The problem with this logic is that it does not take into account of integer overflow. If contentLength is set to 4294967295, it passes the length check, but overflows to zero once incremented. Thus, memPoolAlloc is actually called with an argument of zero, and the implementation happily returns a pointer to a zero-sized block of memory. At this point, any write to the returned pointer is an out-of-bounds write.

For non-HTTPS requests, httpBlockRead is essentially a wrapper around a read syscall. On the Linux kernel version running on the device, the read syscall is happy to take a large size (i.e. 4294967295) parameter, and just do short reads (we do not need to actually send 4294967295 bytes of payload). FWIW, this did not work when I tested this under QEMU emulation - instead, read just immediately returns an EFAULT error.

Unfortunately, on HTTPS requests, httpBlockRead ends up calling the OpenSSL SSL_Read function, which treats the size parameter as a signed integer and fails the early length-check for negative sizes (because 4294967295 in interpreted as -1). Because of this, I have not found a way to trigger this vulnerability when using HTTPS. However, this is a moot point because the firmware still responds to HTTP API requests on a default installation of the latest firmware at the time.

The fix

This vulnerability was fixed by improving the length checking. Previously, it was simply a comparison for zero, allowing for overflow when evaluating contentLength + 1:

if (contentLength != 0)

The improved logic now checks that the result of contentLength + 1 will never exceed 0x20000:

if (contentLength - 1 < 0x20000)

Having looked at the assembly code, this is indeed an unsigned integer comparison, so the check should work even if contentLength - 1 underflows. The comparison will be against 0xFFFFFFFF, which is greater than 0x20000, failing the check as intended.
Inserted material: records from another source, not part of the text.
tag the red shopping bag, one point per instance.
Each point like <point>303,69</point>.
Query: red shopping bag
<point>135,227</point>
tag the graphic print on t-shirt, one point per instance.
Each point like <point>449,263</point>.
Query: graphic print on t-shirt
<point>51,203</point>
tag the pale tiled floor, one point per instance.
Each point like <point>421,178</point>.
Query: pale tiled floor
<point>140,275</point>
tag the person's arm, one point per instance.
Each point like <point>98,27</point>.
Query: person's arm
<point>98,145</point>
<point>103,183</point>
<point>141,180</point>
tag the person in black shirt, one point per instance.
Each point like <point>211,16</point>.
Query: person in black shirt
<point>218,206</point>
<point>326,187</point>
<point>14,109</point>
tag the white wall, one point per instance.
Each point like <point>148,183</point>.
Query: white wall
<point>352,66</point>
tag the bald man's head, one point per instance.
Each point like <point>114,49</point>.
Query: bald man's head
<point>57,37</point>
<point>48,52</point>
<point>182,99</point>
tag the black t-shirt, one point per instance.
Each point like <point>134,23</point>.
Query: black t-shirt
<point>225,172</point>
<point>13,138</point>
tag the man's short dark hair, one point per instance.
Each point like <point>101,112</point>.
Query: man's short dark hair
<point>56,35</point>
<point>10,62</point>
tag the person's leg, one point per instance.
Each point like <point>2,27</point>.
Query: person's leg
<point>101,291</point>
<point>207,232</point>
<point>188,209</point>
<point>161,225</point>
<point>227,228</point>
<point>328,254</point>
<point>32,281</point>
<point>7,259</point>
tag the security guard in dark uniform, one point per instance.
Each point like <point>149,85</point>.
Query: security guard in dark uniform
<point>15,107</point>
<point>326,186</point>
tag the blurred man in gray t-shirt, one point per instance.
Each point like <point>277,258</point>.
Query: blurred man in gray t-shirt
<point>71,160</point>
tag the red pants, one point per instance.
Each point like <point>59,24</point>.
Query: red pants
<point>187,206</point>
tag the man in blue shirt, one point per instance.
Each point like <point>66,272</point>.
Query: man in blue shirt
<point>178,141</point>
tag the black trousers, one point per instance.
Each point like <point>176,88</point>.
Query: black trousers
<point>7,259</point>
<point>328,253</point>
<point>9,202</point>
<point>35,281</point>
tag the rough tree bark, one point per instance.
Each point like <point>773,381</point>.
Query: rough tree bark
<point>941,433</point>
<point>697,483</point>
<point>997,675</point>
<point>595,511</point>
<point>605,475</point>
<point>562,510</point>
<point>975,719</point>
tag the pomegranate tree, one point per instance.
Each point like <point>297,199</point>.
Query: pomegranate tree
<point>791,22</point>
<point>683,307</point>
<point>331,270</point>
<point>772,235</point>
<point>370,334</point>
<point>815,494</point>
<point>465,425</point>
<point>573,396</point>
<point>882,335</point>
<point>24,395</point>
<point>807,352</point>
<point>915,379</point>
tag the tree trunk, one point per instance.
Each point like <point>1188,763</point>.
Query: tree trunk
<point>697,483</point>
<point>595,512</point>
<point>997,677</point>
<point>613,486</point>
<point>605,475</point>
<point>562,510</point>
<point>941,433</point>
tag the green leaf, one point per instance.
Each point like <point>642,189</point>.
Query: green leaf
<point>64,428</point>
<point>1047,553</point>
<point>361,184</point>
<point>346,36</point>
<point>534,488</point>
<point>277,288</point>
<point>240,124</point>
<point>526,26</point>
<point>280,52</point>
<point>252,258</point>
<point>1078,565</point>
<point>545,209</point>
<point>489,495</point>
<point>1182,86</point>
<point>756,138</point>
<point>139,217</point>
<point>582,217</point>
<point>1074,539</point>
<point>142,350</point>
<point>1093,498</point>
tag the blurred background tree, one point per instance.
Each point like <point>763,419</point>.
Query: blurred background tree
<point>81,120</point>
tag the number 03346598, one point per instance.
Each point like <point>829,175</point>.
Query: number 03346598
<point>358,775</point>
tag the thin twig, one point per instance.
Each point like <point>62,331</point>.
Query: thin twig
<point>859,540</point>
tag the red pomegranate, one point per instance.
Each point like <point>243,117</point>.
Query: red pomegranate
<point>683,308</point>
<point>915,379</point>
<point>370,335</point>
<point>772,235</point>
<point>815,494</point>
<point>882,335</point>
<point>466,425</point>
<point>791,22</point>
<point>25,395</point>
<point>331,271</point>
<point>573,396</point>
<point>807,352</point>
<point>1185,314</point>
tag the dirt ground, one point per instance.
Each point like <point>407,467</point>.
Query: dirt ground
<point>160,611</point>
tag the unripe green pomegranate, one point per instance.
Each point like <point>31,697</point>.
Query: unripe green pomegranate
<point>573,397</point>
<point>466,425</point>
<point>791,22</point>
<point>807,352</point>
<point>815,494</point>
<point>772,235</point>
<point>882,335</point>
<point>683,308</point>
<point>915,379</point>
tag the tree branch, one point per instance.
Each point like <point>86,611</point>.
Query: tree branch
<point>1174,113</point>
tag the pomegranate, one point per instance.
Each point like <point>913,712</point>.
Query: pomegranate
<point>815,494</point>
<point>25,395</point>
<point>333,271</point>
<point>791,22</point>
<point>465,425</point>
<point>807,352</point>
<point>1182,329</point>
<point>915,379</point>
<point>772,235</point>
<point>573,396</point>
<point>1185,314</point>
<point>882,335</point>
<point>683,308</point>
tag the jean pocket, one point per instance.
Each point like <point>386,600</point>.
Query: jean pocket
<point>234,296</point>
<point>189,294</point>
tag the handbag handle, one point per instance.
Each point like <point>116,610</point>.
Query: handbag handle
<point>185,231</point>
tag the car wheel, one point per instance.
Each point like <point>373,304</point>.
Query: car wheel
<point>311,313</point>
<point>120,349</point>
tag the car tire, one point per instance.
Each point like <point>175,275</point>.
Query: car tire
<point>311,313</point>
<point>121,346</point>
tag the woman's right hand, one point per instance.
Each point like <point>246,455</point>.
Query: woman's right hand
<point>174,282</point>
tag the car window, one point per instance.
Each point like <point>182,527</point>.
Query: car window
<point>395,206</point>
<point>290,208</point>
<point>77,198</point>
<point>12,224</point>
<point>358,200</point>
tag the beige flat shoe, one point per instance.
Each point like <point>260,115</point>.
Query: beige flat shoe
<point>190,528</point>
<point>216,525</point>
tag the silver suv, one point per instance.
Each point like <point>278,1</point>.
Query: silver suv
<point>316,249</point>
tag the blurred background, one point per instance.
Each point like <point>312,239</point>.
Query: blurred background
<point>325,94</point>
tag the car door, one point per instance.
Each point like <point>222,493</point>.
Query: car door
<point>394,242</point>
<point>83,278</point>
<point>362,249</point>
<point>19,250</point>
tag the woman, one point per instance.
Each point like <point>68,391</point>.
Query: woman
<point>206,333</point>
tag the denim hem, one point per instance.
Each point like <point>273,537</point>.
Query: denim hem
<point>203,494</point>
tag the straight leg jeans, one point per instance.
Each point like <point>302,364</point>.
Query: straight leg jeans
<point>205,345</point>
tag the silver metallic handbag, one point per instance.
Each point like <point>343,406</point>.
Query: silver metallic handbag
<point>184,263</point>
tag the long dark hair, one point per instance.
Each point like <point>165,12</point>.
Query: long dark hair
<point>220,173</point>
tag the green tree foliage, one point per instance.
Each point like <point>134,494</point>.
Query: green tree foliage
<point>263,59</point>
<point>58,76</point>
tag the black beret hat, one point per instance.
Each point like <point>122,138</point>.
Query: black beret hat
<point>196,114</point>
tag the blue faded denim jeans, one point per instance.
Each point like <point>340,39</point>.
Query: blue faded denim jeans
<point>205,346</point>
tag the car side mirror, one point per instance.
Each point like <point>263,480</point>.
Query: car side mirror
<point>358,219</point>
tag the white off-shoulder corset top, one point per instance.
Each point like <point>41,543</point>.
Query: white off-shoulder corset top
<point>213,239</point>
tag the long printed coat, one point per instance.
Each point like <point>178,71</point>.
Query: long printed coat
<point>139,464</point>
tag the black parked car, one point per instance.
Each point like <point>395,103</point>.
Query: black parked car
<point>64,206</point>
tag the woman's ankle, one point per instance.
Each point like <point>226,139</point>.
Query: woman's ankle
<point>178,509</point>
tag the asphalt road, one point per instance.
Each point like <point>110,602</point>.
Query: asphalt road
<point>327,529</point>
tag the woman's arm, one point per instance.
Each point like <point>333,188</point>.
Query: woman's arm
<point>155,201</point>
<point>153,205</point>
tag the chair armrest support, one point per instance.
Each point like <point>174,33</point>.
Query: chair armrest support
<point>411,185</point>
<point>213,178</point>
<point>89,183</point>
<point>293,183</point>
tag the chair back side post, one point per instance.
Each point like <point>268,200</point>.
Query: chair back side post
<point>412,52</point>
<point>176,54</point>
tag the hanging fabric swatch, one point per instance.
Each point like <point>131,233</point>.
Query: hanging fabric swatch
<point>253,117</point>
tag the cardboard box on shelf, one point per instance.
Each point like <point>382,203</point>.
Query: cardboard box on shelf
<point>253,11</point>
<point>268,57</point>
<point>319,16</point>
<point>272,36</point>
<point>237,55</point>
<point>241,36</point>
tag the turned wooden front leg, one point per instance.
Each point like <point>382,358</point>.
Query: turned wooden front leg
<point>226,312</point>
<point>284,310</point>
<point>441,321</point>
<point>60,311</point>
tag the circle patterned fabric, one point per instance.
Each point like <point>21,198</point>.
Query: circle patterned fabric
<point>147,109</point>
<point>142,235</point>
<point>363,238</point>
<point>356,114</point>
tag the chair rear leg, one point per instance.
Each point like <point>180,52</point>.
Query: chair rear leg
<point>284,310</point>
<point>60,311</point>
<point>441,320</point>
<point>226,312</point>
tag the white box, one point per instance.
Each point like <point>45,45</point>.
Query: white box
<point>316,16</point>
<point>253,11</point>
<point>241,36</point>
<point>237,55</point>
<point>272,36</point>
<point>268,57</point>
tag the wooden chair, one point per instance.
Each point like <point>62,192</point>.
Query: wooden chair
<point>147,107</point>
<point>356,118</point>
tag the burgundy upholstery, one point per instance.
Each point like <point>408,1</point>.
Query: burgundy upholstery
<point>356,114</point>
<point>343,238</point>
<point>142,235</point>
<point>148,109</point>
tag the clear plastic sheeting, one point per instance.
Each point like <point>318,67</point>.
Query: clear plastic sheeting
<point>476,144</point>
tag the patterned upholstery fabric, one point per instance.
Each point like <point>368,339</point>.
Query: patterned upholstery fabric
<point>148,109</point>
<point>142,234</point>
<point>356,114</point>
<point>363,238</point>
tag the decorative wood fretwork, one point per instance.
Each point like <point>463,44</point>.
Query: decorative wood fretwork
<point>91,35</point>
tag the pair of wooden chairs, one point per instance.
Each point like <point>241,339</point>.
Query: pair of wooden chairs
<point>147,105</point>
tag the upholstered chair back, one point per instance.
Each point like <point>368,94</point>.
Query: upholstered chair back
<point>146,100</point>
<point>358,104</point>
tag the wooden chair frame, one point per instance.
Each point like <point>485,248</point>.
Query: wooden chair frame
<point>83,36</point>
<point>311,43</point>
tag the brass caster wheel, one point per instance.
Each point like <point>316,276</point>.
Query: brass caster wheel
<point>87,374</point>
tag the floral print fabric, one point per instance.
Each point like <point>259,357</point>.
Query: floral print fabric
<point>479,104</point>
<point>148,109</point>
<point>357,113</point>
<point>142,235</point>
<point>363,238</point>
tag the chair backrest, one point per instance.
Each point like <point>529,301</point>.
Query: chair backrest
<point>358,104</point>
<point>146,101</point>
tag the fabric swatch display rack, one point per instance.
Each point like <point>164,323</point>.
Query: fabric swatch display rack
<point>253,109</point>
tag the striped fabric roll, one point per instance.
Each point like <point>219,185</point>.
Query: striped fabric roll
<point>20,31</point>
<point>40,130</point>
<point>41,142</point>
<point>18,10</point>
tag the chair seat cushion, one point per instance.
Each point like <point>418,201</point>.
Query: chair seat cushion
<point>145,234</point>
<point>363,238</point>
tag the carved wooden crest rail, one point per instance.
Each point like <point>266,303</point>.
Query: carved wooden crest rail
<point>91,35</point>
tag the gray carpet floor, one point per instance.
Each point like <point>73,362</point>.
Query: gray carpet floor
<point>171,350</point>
As far as I can tell, this improved length checking is sufficient for patching the vulnerability.

Triggering the vulnerability

The most convenient way to trigger the vulnerable httpJsonPost function is via the /data/login.json HTTP endpoint because it does not require any authentication, and is always available.

We can send the following HTTP request to trigger the vulnerability:

POST /data/login.json HTTP/1.1
Content-Type: application/json
Content-Length: 4294967295

Any data we include in the body of the POST request can be used to overwrite whatever happens to be in memory below the buffer.

In the next post, we will look at how we can exploit this vulnerability to gain arbitrary code execution.


Disclosure timeline

  • 2025-11-22: Vulnerability reported to security@tp-link.com.
  • 2025-11-26: TP-Link acknowledged receipt of the report, pending initial triage.
  • 2025-12-23: Sent a follow-up email, asking for updates.
  • 2026-01-10: TP-Link acknowledged the vulnerability, pending verification and remediation.
  • 2026-01-15: Sent a follow-up email, confirming the vulnerability is still exploitable on the latest firmware, and asking for an update on remediation.
  • 2026-01-26: Sent another follow-up asking for updates, after no reply.
  • 2026-01-28: TP-Link claimed the vulnerability has been addressed in their development build.
  • 2026-01-29: TP-Link sent a pre-release firmware image for verifying that the vulnerability has been sufficiently addressed.
  • 2026-01-29: Sent confirmation that the vulnerability appeared to be sufficiently addressed.
  • 2026-01-30: Vulnerability assigned to CVE-2026-1668.
  • 2026-02-12: TP-Link asked for an extension to the disclosure deadline.
  • 2026-02-12: Granted extension until 2026-03-16.
  • 2026-02-20: 90 days elapsed since initial vulnerability report.
  • 2026-03-14: TP-Link made fixed firmwares public, and published security advisory.
  • 2026-03-22: 90+30 days elapsed since initial vulnerability report.